Here's a post copied from the old Rebolforum, which I think may be useful perspective:

2026-02-09 15:36:53

Last week I had another great experience using GPT to add very deeply specified front-end styling to a large project, which had far deeper existing functionality already fully built.

I'm fully accustomed to clients specifying very exact UI/layout requirements, and ever since Anvil, I've been able to satisfy extremely demanding requests for precisely laid out UIs. And now, with GPT writing UI in Flask Jinja templates, the limitations have been utterly smashed, and there's simply no challenge to it any more.

And then this project achieved the highest level of success I could have imagined.

I've been working on one particularly large, complex project for more than a year, and this client decided several months ago that she wanted to hire her graphic designer to skin the software we'd built, so that it perfectly matched her established brand styling.
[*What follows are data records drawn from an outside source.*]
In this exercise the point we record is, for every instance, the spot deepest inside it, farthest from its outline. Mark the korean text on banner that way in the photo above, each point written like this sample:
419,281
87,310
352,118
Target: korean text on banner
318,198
Her graphic designer took a number of weeks to build layouts in Adobe XD, which allows artists to build UI layouts visually, and then XD provides all the details of every layout element in the design, as color values, sizes, rounded corner values, downloadable icons/images, CSS styling, etc.

Basically, as a developer, you can hover over anything in an XD design, and access the values, CSS, etc., needed to reproduce the exact layout, so that those values can be manually entered into whatever UI code/framework you're building with - but there's no way to bulk import them into your custom code. There are literally thousands of potential values to be copied into your layout tooling, which could easily take many hundreds of hours of labor to reproduce in a project of this size, which consists of many dozens of screens, each with multiple alternative responsive desktop and mobile layouts for different sized devices, etc.

To be clear, this application consists of several connected applications, each comprised of tens of thousands of lines of code to implement all the functionality (separate from UI styling). And all that functionality needed to remain 100% untouched while applying the new styling work.

I was able to use GPT to first create generic CSS styling for every Jinja template in the application, totally separate from functionality - that took literally a minute. Then I fed screen shots of each XD design into GPT, and it updated the generic styling to perfectly match the specific layout designs in XD - without ever having to touch any code whatsoever.

The great thing is that if my client wants to edit any styling to exactly, perfectly match her graphic designer's work, with pixel perfect precision, GPT is able to do that too, by utilizing any individual values that XD provides (I did quite a bit of this precision work afterward, just to tweak layouts exactly, and to make sure there were no limitations to the possibility of achieving specific detailed goals).

Of course, I can also simply ask GPT in plain English to make any general changes to the look/feel/layout of anything on screen, as I always do. It's just as easy to morph the exactly specified layout values generated by screen shots and values copied from XD (or choose *any other UI design tool), with plain English, and without unintended regressions. GPT 5.2 has become absolutely fantastic, BTW, at avoiding unintended regressions, and only touching exactly what your specify, not just for UI but for all the functionality in an app.

This entire UI skinning project took only 1 long day to complete, from beginning to end, and the next time I need to do this sort of thing it will go *much faster. My client is ecstatic with the result, and her graphic designer is fully satisfied and so relieved that she didn't need to do any coding whatsoever (as am I!).

I thought it would be several more years down the road before we'd get to this level of LLM driven software development capability. And of course this new UI capability is great, but the functionality which can be built - exactly to specified requirements - is far deeper and more complex (consider that the UI of this project took one day to build, and the functionality took hundreds of times longer ).

This is not 'vibe coding' - it's real, careful and meticulously specified engineering, but with LLMs doing all the work. In my recent experience, for the sort of work I do, there are no limitations on what can be achieved, and the tool set & workflows I currently use *far outperform the productivity and capability of anything I've ever experienced in the past.